R was developed in the 1990s and has become the de facto standard for computational statistics and predictive analytics. Boasting over 2 million users, R has seen widespread adoption in part because it allows statisticians to do complex analyses without knowing other programming languages. Furthermore, as an open source project, R encourages users to add to the code, and there are over 2000 people who regularly write packages that others can use to help solve particular data analytics. “There is no statistical concept that cannot be rendered in R,” according to Norman Nie, inventor of SPSS (Statistical Package for the Social Sciences) and now CEO of Revolution Analytics, a company that offers a commercially supported, open core variant of R for its enterprise and academic customers.

Revolution Analytics Brings R to Big Data

Revolution Analytics released a new version of its Revolution R Enterprise package earlier this month which becomes generally available today. This new version contains an add-on package called RevoScaleR that is designed and optimized specifically to handle terabyte-class data sets without the RAM barriers of standard R. It also includes a collection of the widely-used statistical algorithms optimized for big data.

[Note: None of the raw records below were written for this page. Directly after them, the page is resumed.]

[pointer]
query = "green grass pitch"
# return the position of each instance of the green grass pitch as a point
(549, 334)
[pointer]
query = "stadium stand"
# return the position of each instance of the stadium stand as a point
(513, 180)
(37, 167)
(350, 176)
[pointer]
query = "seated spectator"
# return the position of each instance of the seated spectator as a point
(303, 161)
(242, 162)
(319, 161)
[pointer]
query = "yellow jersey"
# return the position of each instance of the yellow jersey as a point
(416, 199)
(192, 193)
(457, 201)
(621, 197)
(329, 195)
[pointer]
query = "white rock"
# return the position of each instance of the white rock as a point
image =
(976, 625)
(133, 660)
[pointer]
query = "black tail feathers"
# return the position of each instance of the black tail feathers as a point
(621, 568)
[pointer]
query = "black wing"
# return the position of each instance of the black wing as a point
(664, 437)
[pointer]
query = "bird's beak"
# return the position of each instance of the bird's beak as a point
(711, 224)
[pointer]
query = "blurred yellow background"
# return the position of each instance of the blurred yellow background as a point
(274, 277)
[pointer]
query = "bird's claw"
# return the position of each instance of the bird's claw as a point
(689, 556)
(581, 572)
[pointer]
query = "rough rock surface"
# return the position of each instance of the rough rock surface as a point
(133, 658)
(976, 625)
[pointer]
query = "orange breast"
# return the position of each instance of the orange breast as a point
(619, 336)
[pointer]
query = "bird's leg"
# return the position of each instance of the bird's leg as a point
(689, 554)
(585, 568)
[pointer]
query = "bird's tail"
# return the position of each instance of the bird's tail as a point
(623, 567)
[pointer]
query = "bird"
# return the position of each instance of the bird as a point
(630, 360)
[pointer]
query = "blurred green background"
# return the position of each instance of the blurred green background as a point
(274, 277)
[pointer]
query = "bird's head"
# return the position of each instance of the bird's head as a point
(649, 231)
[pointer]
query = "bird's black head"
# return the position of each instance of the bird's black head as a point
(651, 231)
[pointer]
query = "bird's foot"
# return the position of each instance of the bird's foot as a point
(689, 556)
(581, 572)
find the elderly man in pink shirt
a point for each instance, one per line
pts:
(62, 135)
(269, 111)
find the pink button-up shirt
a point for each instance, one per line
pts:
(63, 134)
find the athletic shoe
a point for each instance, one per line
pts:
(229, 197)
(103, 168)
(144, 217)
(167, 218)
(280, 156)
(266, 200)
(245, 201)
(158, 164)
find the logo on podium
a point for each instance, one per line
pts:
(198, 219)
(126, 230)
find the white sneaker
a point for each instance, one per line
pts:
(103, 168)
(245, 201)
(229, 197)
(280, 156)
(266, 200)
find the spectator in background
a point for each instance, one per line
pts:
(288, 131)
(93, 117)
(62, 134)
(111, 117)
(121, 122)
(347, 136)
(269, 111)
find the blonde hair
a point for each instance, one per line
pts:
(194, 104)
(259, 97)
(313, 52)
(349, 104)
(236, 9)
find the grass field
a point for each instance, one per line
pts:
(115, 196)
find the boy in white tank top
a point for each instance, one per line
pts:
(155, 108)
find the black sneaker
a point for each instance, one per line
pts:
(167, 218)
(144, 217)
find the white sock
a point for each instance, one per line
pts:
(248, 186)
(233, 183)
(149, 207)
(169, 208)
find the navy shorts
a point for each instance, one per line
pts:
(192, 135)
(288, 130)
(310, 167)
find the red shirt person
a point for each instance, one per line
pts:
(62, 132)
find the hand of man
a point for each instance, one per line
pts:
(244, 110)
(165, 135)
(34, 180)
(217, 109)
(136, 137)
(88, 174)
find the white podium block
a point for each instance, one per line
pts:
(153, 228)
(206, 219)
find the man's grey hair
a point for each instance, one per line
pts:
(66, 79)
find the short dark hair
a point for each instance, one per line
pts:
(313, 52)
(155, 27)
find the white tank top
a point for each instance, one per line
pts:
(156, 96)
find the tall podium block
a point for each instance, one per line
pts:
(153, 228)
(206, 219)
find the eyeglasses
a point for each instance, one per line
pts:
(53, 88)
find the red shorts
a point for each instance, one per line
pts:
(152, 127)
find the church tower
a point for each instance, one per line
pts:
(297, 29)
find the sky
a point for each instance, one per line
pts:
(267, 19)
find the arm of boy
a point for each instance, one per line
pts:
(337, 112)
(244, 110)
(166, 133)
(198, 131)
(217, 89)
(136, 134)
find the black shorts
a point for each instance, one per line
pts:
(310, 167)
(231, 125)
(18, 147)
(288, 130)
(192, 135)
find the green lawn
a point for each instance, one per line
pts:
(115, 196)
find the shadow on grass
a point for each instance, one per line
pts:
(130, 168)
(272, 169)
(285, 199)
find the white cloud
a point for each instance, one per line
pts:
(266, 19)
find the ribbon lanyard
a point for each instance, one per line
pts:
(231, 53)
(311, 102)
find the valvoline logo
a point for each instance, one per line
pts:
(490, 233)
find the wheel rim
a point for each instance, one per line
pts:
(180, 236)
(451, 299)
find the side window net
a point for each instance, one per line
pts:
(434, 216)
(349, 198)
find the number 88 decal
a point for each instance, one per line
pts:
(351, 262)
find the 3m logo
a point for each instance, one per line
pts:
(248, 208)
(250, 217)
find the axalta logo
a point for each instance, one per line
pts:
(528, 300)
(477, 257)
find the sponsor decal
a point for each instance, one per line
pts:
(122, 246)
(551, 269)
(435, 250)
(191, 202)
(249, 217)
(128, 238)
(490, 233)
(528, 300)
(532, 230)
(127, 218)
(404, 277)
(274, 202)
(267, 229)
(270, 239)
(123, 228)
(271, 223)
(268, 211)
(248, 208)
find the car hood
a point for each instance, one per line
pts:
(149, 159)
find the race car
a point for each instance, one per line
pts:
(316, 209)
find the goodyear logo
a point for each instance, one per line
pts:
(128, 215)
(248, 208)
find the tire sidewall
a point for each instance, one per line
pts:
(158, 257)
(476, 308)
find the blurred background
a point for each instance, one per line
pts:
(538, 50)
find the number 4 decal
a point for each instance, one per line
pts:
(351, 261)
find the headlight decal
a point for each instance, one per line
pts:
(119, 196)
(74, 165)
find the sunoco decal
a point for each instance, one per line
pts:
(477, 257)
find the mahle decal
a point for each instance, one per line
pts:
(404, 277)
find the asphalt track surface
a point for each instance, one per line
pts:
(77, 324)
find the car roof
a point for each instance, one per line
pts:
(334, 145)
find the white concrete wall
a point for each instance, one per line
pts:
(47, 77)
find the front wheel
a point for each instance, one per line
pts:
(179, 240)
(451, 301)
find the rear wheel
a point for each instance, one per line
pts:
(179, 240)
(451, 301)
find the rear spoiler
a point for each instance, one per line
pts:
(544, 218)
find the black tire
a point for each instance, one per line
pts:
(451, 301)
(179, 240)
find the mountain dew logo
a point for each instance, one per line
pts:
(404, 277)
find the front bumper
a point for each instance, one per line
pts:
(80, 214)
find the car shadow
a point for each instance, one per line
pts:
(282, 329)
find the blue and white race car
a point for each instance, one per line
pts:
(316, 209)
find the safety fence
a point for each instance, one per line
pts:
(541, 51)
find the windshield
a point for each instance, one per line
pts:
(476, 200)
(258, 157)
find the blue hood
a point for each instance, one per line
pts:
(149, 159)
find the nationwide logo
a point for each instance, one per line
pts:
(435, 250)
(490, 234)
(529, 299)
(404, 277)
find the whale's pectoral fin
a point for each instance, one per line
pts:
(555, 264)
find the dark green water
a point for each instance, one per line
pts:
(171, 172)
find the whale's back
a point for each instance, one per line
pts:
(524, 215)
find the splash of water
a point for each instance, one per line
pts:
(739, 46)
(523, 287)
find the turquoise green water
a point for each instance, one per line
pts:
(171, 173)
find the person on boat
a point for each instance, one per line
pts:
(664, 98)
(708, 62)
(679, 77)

Currently, R offers command line programming. But in early 2011, Revolution Analytics plans to release an enhanced graphical user interface to open up these statistical tools even more.

Enterprise statistical software tools were once the purview of the financial and pharmaceutical industries. But data mining, business intelligence and statistical analysis are becoming more common business practices for many more industries – retail, gaming, information services, entertainment.

And while SAS claims it remains the leader in business intelligence, Nie says that the students who graduate today with advanced degrees in statistics are trained in R, something that creates a very strong ecosystem around the open source language. And Revolution Analytics hopes it can bridge the academic and the enterprise worlds of statisticians.